TL için kritik dönem
Sınırlar ötesi sermaye hareketlerinin müthiş bir akışkanlık kazandığı günümüzde, ülke paralarının değerindeki iniş çıkışları büyük ölçüde uluslararası sermaye hareketleri belirliyor. Sermaye çıkışının hızlandığı ülkelerde, ülke parasının değer kaybetme olasılığı artıyor.
Örneğin İngiltere"den geçen yılın ikinci çeyreğinde 683 milyar dolar, dördüncü çeyreğinde 598 milyar dolar ve 2008 yılının bütününde 1 trilyon doları aşan net sermaye çıkışı oldu. Normalin 10 katı mertebesindeki bu sermaye çıkışı, İngiliz sterlinindeki düşüşü ve banka sistemindeki depremi tetikledi.
Rusya"da ise 2006"da net 42 milyar doları ve 2007"de 83 milyar doları bulan net sermaye girişleri 2008 yılında yerini büyük boyutta sermaye çıkışına bıraktı. 2008 yılının yalnızca son çeyreğinde Rusya"dan net sermaye çıkışı 130 milyar doları buldu ve Rusya büyük döviz rezervine rağmen, parasının değerini koruyamadı.
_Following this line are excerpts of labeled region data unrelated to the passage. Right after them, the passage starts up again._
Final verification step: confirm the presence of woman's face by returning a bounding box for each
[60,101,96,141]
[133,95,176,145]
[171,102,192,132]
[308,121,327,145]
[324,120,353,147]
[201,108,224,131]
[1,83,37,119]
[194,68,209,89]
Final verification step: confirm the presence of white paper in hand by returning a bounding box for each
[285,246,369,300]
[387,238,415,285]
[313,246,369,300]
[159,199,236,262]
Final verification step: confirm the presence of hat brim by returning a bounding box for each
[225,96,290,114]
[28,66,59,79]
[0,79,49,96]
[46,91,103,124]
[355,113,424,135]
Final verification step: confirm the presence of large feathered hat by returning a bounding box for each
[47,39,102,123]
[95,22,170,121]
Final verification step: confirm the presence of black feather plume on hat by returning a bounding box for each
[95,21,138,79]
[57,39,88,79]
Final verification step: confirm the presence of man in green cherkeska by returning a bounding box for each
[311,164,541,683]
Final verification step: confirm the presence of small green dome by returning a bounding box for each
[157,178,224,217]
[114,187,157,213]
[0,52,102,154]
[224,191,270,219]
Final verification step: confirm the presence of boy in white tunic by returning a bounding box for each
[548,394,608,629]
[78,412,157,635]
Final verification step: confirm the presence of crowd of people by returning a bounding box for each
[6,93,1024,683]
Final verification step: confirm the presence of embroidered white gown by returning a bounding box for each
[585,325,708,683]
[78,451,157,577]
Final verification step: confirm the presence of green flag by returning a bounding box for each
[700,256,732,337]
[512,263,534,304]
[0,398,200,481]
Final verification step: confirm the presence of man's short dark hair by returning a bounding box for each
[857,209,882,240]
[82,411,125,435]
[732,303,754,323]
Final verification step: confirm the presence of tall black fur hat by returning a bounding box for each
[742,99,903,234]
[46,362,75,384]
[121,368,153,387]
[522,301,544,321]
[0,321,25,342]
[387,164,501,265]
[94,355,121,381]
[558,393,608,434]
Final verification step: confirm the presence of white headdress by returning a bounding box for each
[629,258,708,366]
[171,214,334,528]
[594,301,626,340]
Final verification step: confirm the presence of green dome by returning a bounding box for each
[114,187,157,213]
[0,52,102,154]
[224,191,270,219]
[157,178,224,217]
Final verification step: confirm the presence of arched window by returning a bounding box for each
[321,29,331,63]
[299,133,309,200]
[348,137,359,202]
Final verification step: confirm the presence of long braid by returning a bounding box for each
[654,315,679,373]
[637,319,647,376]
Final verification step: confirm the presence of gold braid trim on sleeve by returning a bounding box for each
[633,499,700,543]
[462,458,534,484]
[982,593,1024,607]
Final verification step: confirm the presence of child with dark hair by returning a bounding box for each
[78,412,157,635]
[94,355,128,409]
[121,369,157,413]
Türkiye böyle büyük bir sermaye çıkışı dalgası yaşamadığı için TL"nin değer kaybı bir bant içinde tutulabildi. Ancak şimdi kritik bir dönemin eşiğindeyiz. Türkiye"nin konumundaki ülkelere yönelik özel sermaye girişlerinin büyük ölçüde düştüğü, bu ülkelerden sermaye çıkışının ise hızlandığı ortamda, IMF gibi uluslararası kuruluşların sağlayacağı destekler büyük önem kazanıyor. Bunu göz ardı etmenin bedeli TL"nin dolar karşısındaki değer kaybının hızlanması olabilir.